Germans have little sympathy for their struggling neighbors.

A recent leftist protest to support the “Greek worker” in Berlin was planned for Potsdamer Platz, the vast square that was once a no-man’s land, split by the Berlin Wall, but is now ringed by construction cranes, a symbol of Germany’s current prosperity. For the protest, the city blocked off a major intersection, anticipating a crowd of hundreds, if not thousands. But the protest attracted so little support that as it proceeded, police reopened the intersection, and the traffic, passing by on all sides, didn’t cause any problems.

How this German attitude of well-being will affect the outcome of Europe’s crisis is a major uncertainty. Greece is headed for new elections next month that many analysts believe are likely to further strengthen the hand of those who favor renegotiating last year’s debt bailout deal, which required the Greeks to impose tough austerity measures. German officials have said they are opposed to any change in the deal.
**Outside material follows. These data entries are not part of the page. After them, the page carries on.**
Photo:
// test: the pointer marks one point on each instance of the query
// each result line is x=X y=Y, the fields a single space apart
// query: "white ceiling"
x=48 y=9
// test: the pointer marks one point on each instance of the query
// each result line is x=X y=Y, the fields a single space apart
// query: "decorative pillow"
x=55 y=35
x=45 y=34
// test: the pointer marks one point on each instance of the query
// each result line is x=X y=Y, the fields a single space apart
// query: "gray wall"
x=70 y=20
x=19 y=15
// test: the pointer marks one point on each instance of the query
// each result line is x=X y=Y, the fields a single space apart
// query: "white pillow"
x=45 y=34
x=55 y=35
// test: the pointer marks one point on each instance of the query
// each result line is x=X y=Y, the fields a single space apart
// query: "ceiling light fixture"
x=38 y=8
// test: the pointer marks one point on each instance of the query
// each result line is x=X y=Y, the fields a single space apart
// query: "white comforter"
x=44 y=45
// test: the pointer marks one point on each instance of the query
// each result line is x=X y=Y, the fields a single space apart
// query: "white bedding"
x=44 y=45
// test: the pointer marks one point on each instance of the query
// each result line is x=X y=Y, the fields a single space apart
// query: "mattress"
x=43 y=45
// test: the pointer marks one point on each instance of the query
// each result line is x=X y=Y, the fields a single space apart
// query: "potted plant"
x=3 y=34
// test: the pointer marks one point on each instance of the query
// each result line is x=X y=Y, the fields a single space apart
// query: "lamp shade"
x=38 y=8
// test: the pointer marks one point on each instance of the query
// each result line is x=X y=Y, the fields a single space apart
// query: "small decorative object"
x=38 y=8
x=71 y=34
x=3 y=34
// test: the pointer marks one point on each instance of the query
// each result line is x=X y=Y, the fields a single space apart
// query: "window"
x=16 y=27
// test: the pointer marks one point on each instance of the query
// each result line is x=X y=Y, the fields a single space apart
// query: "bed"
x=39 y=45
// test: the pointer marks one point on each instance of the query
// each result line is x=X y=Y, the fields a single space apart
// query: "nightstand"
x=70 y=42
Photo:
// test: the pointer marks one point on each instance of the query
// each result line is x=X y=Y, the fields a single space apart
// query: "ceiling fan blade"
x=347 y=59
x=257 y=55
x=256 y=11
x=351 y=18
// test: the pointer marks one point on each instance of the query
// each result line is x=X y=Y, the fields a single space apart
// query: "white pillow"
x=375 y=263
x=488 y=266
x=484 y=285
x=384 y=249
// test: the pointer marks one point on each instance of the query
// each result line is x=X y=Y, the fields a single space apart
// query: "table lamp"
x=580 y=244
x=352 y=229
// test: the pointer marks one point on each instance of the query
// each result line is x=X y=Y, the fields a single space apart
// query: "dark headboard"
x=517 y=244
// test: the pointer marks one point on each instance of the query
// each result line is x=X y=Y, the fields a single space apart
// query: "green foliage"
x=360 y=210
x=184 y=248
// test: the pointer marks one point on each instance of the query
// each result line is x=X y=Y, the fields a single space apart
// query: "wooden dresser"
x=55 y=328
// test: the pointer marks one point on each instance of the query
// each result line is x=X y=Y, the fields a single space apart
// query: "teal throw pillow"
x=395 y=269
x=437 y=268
On Tuesday, however, Germany lost its closest economic ally when France swore in socialist Francois Hollande as president, replacing the conservative Nicolas Sarkozy. Hollande, who has said it’s clear Europe cannot cut its way to prosperity, immediately flew to Berlin to meet with German Chancellor Angela Merkel.

Last week, Merkel made it clear that she is disinclined to back a stimulus program. “Growth through structural reform is sensible, important and necessary,” she told Parliament. “Growth funded by debt will just lead us back to the beginning of the crisis. We can’t do that and we won’t do that.”

That makes the path unclear, with German economists offering a variety of suggestions, but leery of dictating the solution.

“We can’t tell the crisis countries what to do,” Fichtner said. “The structural change has to come from within them, or else it will be even harder to sell to the public. But we should provide expertise.”

Thomas Straubhaar, head of the Hamburg Institute of International Economics, even suggested that Greece could become a European protectorate.

“Not in legal, but in factual terms,” he said. “The country needs support in creating viable government structures. Now that the upper class has cashed in on the chances offered to them and transferred the funds abroad, the poorest of the poor have to face the bill.”

Joerg Hinze, senior economist at the Hamburg institute, said giving more money to Greece to meet debt payments is no long-term solution.

“There is no point in pouring more and more money into Greece,” he said. “What they need are not austerity measures, but dramatic fundamental reforms to reach the level of a developed Western European country.”

He noted that the Greece is 100th among countries in a ranking on the ease of doing business. Who’s 99th? War- and terror-torn Yemen.

“They can’t get kicked out of the euro, but the giver countries can deny paying out the third tranche of payments, then they can’t pay pensions and salaries and have to start printing drachmas again,” he noted. “Effectively, this would mean they left the eurozone.”

The prospect does not concern him. “A eurozone without Greece would be the lesser evil,” he said. :”No one believes it would fall apart if Greece leaves.”

Coloring the German debate is the good times Germans are living now. While the unemployment rate among Greek young people is thought to approach 50 percent, and has reached a 15-year high in the rest of the eurozone, German unemployment, driven by strong exports, is the lowest it’s been since East and West Germany became one 22 years ago.

Anton Boerner, president of the German Foreign Trade Federation, notes that, in the end, what matters about Greece to Germany is that it doesn’t disrupt the current good times.

Germans, he and many others feel, have a right to be a bit smug about their current situation. In the past decade, Germany has carried out many of the economic reforms it now is pushing as necessary in Greece. These reforms – decreases in unemployment benefits, tax cuts, a higher retirement age, the creation of a low-wage sector and less protection from dismissal – were not without pain.

“We have carried out structural reforms before it was too late and were better prepared for the crisis than others,” Boerner said. “We have come out of the crisis stronger than we entered it, and the prospects for German business are excellent for decades to come.”